ラッパー・プレイブックには、以下の構成要素があると便利です。
- アクティベーション・フォーム
- 手動プレイブックに特有の機能で、呼び出し時にユーザーにフォームを表示し、必要なデータを入力させることができます。
- 単体テストでアドホックなデータを使いたい場合には、この方式が役に立ちます。
- 前処理スクリプト
- サブプレイブックに与える引数を準備するためのスクリプトです。
- アクティベーション・フォームの値をそのまま引数に与えればよいだけならば、省略することも可能です。入力値の形式を変換したり、その値をベースに別のテストデータを生成したりする場合は、スクリプトの併用が必要になります。
- 後処理スクリプト
- サブプレイブックからの戻り値を処理するためのスクリプトです。
- 入力値に対応する戻り値が得られたかどうか、チェックする機能をもたせることができます。
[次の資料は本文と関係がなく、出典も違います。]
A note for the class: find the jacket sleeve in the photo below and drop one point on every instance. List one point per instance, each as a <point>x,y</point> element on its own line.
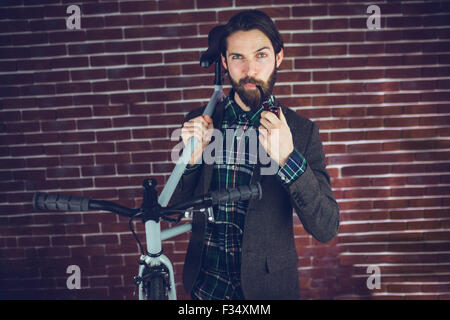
<point>311,193</point>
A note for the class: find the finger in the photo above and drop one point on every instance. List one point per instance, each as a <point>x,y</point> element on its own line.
<point>270,116</point>
<point>207,118</point>
<point>267,124</point>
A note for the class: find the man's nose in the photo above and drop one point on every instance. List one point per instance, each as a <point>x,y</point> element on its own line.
<point>252,69</point>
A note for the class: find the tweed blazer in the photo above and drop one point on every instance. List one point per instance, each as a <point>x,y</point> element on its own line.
<point>269,256</point>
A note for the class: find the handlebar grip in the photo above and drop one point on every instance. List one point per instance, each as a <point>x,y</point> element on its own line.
<point>60,202</point>
<point>253,191</point>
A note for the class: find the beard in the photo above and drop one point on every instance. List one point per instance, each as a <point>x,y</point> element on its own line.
<point>252,97</point>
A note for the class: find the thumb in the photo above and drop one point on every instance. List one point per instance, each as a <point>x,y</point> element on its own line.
<point>282,117</point>
<point>207,118</point>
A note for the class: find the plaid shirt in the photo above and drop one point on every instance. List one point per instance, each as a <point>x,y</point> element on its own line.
<point>219,277</point>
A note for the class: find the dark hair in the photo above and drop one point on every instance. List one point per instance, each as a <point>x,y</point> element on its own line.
<point>248,20</point>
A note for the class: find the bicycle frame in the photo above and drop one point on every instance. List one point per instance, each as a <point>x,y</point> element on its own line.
<point>154,238</point>
<point>154,235</point>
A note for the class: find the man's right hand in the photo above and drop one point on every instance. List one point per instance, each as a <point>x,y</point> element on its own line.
<point>200,127</point>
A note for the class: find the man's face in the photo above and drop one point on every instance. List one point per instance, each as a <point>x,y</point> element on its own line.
<point>250,61</point>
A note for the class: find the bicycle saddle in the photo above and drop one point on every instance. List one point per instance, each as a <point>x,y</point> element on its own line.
<point>212,54</point>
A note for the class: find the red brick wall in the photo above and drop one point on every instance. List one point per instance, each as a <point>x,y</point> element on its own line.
<point>90,112</point>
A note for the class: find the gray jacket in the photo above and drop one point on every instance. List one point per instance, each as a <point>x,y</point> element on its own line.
<point>269,256</point>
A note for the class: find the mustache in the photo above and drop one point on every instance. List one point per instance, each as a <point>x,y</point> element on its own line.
<point>247,79</point>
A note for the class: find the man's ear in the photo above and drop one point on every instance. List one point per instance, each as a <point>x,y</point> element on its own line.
<point>224,62</point>
<point>279,57</point>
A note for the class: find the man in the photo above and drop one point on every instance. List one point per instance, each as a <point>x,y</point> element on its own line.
<point>249,251</point>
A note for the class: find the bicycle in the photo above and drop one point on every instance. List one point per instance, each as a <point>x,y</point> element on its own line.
<point>155,278</point>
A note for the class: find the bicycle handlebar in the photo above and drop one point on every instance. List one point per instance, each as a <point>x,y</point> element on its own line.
<point>61,202</point>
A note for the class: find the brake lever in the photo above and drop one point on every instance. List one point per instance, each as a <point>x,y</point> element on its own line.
<point>209,213</point>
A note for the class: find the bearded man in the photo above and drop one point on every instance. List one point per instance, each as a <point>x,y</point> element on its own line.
<point>249,252</point>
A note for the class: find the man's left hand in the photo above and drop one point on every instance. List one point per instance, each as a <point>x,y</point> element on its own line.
<point>275,137</point>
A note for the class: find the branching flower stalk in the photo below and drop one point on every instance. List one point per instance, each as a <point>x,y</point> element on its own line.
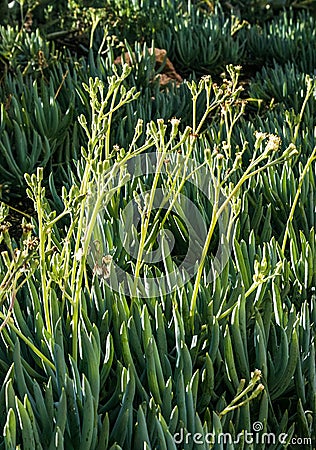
<point>310,160</point>
<point>237,402</point>
<point>229,90</point>
<point>271,146</point>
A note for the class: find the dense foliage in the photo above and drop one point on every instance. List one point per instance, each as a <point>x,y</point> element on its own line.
<point>161,293</point>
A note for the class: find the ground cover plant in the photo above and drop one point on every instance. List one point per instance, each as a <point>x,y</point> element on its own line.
<point>159,293</point>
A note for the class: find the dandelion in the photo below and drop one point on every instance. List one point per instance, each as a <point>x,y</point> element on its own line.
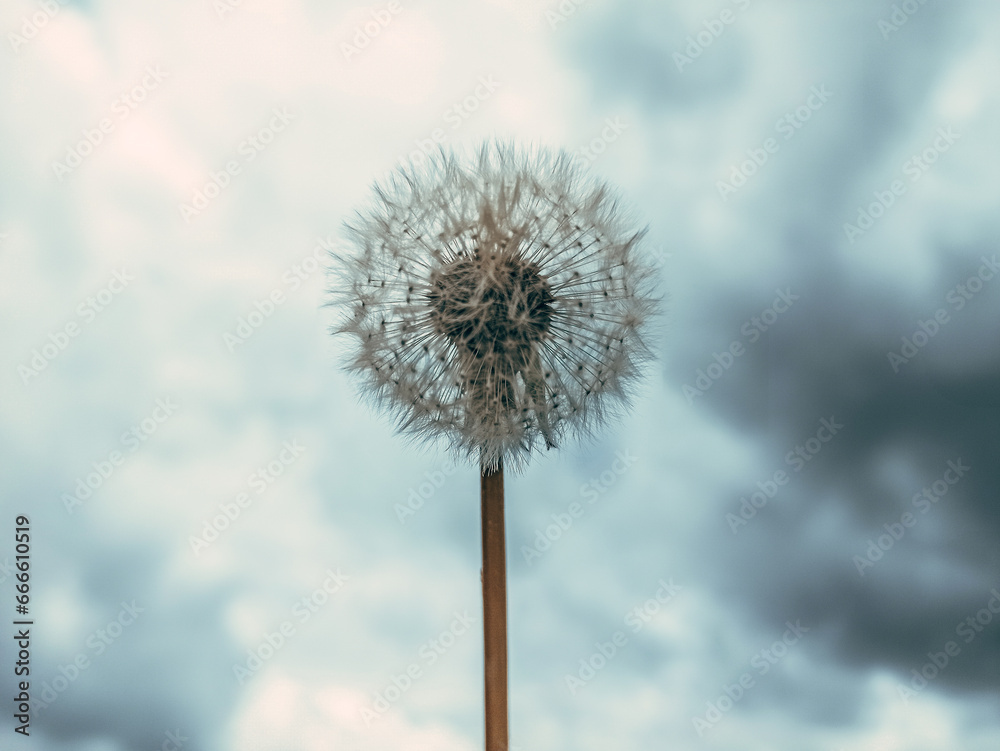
<point>500,305</point>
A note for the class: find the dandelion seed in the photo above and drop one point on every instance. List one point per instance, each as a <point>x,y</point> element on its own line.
<point>504,274</point>
<point>511,292</point>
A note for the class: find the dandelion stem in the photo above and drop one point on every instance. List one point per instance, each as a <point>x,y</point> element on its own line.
<point>494,607</point>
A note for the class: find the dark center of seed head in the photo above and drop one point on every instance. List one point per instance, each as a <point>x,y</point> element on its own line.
<point>492,305</point>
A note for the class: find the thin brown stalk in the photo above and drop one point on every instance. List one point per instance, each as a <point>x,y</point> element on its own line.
<point>494,608</point>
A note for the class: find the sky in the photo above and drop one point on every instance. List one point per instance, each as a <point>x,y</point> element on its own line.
<point>791,540</point>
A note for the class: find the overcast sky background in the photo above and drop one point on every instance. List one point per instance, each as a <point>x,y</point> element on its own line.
<point>888,91</point>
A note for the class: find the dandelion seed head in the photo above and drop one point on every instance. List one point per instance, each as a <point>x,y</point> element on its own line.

- 戻り値を人間が確認するために、単にテキストを表示するだけで要件を満たす場合もあるでしょう。その場合は、シングルラインの簡単なスクリプトを書くだけです。( incident.addNote(str(戻り値の変数名)) で注記に文字列を表示するなど)
- その他の構成要素
- 通常のプレイブックと同じように、タスクや分岐を配置することもできます。作成中のサブプレイブックの仕様に併せて、必要なテストを実施できるようにデザインしてください。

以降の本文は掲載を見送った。